I tried running Flux.jl with AMDGPU backend under Julia v1.12.0-beta2, but pretty quickly I ran into issues with LLVM errors when compiling kernels. I already filed JuliaLang/julia#58310 but they suggested I come here instead. Copying the rest of that issue here for simplicity.
nicu@blackstash:~$ julia +1.12 --startup-file=no
_
_ _ _(_)_ | Documentation: https://docs.julialang.org
(_) | (_) (_) |
_ _ _| |_ __ _ | Type "?" for help, "]?" for Pkg help.
| | | | | | |/ _` | |
| | |_| | | | (_| | | Version 1.12.0-beta2 (2025-04-25)

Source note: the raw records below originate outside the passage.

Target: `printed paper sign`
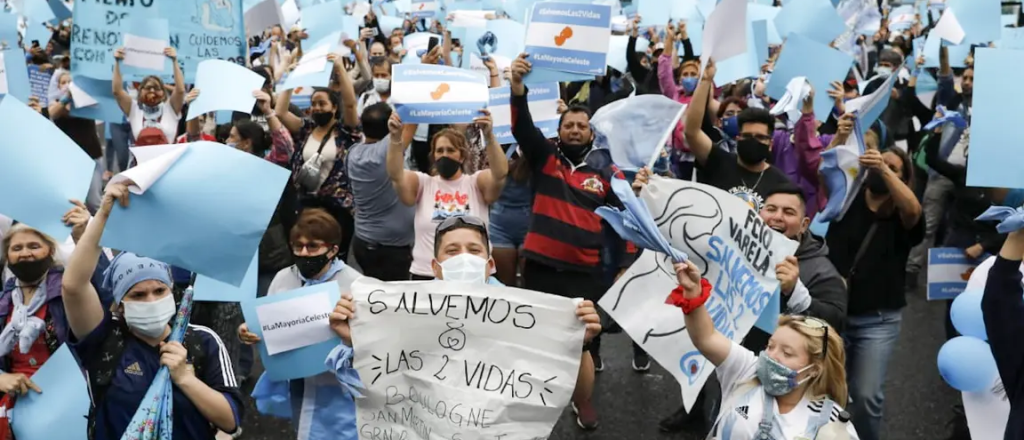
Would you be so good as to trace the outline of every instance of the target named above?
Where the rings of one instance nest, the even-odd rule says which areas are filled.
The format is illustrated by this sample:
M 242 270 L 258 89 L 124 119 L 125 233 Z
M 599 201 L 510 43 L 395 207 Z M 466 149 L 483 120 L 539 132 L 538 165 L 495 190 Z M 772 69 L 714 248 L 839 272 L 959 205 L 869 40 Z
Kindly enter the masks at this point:
M 411 6 L 409 12 L 412 13 L 413 18 L 430 18 L 437 11 L 437 1 L 435 0 L 412 2 Z
M 537 3 L 526 29 L 533 68 L 604 75 L 611 17 L 607 5 Z
M 985 391 L 960 394 L 964 399 L 971 438 L 1003 438 L 1006 421 L 1010 418 L 1010 401 L 1006 398 L 1003 382 L 996 378 L 992 387 Z
M 53 78 L 53 72 L 48 72 L 39 68 L 36 65 L 28 66 L 28 85 L 32 90 L 32 96 L 39 100 L 39 105 L 43 107 L 50 103 L 50 79 Z
M 640 198 L 661 233 L 711 282 L 706 306 L 715 329 L 742 340 L 779 294 L 775 265 L 798 244 L 770 229 L 743 199 L 708 185 L 652 177 Z M 665 304 L 678 285 L 667 255 L 644 252 L 599 304 L 679 381 L 689 410 L 715 367 L 690 341 L 683 312 Z
M 0 95 L 6 95 L 7 90 L 7 65 L 4 63 L 4 54 L 0 53 Z
M 547 138 L 558 136 L 558 90 L 558 83 L 535 84 L 530 86 L 526 95 L 533 125 Z M 487 109 L 491 111 L 494 120 L 494 137 L 499 144 L 515 143 L 516 139 L 512 136 L 512 106 L 509 103 L 512 89 L 497 87 L 488 91 L 491 96 Z
M 267 354 L 273 356 L 336 338 L 328 322 L 333 309 L 327 292 L 256 307 Z
M 972 260 L 963 249 L 928 249 L 928 301 L 953 299 L 967 289 L 978 260 Z
M 164 70 L 167 42 L 132 34 L 124 35 L 124 65 L 146 70 Z
M 488 97 L 485 78 L 464 69 L 425 64 L 392 68 L 391 100 L 406 124 L 472 122 Z
M 485 284 L 352 285 L 361 440 L 547 438 L 576 386 L 575 302 Z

_/ |\__'_|_|_|\__'_| | Official https://julialang.org release
|__/ |
julia> using AMDGPU; using Flux: softmax
julia> data = ROCArray([0.5])
1-element ROCArray{Float64, 1, AMDGPU.Runtime.Mem.HIPBuffer}:
0.5
julia> softmax(data)
ERROR: LLVM error: Cannot select: 0x232d3d20: f64 = fmaximum nnan ninf nsz arcp contract afn reassoc # D:1 0x23398dd0, 0x226fed50, fastmath.jl:171 @[ /home/nicu/.julia/packages/AMDGPU/6s4nD/src/kernels/mapreduce.jl:69 ]
0x23398dd0: f64,ch = CopyFromReg 0x2325e260, Register:f64 %23, fastmath.jl:171 @[ /home/nicu/.julia/packages/AMDGPU/6s4nD/src/kernels/mapreduce.jl:69 ]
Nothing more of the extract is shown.